Get Up ‘N’ Dance with KC & the Sunshine Band , the Village People , the Trammps , Anita Ward , Thelma Houston , Martha Wash and more, at the Air Canada Centre, August 26. Tickets: $65. Attendance: 3,200. Rating: NN Rating: NN


I was pretty shocked to find the Air Canada Centre less than half full for the Get Up ‘N’ Dance party last Tuesday night. I mean geez. It was KC & the Sunshine Band ! The Trampps ! The Village People ! Woohoo! Where was everybody? Anita Ward ! Thelma Houston ! Woohoo! Hello? I’m a huge sucker for these types of trips down memory lane, and since I was around five years old in the disco days I wasn’t allowed to cross that particular thoroughfare without an adult holding my hand. And I have to admit that more often than not I expect these journeys to be way more exciting than they actually end up being.

Many of the people on the bill had only a tune or two to showcase, like Anita Ward, who sang her hit, Ring My Bell, and one other song nobody had ever heard of. Thelma Houston gave us Don’t Leave Me This Way along with a medley of Motown tunes I could have done without, accompanied by hyperactive Solid Gold-style backup dancers I also could have done without. Her dress, however, I must say, was hot pink, mini and fabulous. For the Trammps, of course, it was Disco Inferno. For Martha Wash , It’s Raining Men.

Sure, these tunes are fun, but they’re really nothing to get excited about, since they’re already pretty ubiquitous.

Only the Village People and KC & the Sunshine Band had more than one or two substantial hits, yet they still don’t have enough to play a show on their own.
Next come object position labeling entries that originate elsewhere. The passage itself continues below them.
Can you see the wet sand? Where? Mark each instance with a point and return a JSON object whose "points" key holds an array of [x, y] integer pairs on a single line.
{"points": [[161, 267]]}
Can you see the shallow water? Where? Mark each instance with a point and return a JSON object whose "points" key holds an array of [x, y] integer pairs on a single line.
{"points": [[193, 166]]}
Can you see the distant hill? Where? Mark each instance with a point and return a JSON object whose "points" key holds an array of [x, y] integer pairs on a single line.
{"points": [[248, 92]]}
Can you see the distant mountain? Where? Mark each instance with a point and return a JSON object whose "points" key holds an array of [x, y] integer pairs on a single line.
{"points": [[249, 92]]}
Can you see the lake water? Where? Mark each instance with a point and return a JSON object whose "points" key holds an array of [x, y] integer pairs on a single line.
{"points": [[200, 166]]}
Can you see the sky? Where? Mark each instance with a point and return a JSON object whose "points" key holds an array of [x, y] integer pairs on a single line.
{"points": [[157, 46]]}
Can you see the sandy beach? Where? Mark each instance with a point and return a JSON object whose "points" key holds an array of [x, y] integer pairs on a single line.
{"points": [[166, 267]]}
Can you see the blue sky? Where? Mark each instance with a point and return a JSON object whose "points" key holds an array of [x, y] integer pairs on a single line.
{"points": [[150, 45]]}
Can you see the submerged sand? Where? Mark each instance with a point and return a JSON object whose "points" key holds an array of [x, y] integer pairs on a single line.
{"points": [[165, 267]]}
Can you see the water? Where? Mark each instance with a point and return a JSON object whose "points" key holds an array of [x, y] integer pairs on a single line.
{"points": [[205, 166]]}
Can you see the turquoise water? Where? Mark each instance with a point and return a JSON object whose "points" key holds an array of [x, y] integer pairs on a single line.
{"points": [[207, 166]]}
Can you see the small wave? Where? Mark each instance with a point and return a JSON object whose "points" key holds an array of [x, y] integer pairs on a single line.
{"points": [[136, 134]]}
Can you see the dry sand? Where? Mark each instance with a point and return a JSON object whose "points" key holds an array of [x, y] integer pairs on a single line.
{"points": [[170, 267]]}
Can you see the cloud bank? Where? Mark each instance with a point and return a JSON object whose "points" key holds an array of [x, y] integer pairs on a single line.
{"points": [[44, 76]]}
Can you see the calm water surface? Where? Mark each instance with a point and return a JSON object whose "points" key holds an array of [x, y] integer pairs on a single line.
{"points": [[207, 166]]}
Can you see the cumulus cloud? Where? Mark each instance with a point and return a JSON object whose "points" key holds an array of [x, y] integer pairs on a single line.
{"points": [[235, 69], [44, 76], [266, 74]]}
Alas, it felt like a desperate bid on the part of the performers to relive glory days. The Village People are exempt from this, of course, since none is actually a member of the original outfit. They’re more like the product of some weird estate administered by straight guys putting it out for the gay man.

KC’s attempts to make the affair a grandiose one, complete with hoochie dancers, was just bizarre – proof that a little modesty can often make you look better than providing your own fanfare.

Because these songs have survived so well and been permanently embedded in the modern pop culture psyche, it’s easy to forget that they were all these people had going for them and, like many hits, were often flukes.

The show did deliver what it promised, but none of these one-hit-wonders have stood the test of time as performers nearly as well as their hits.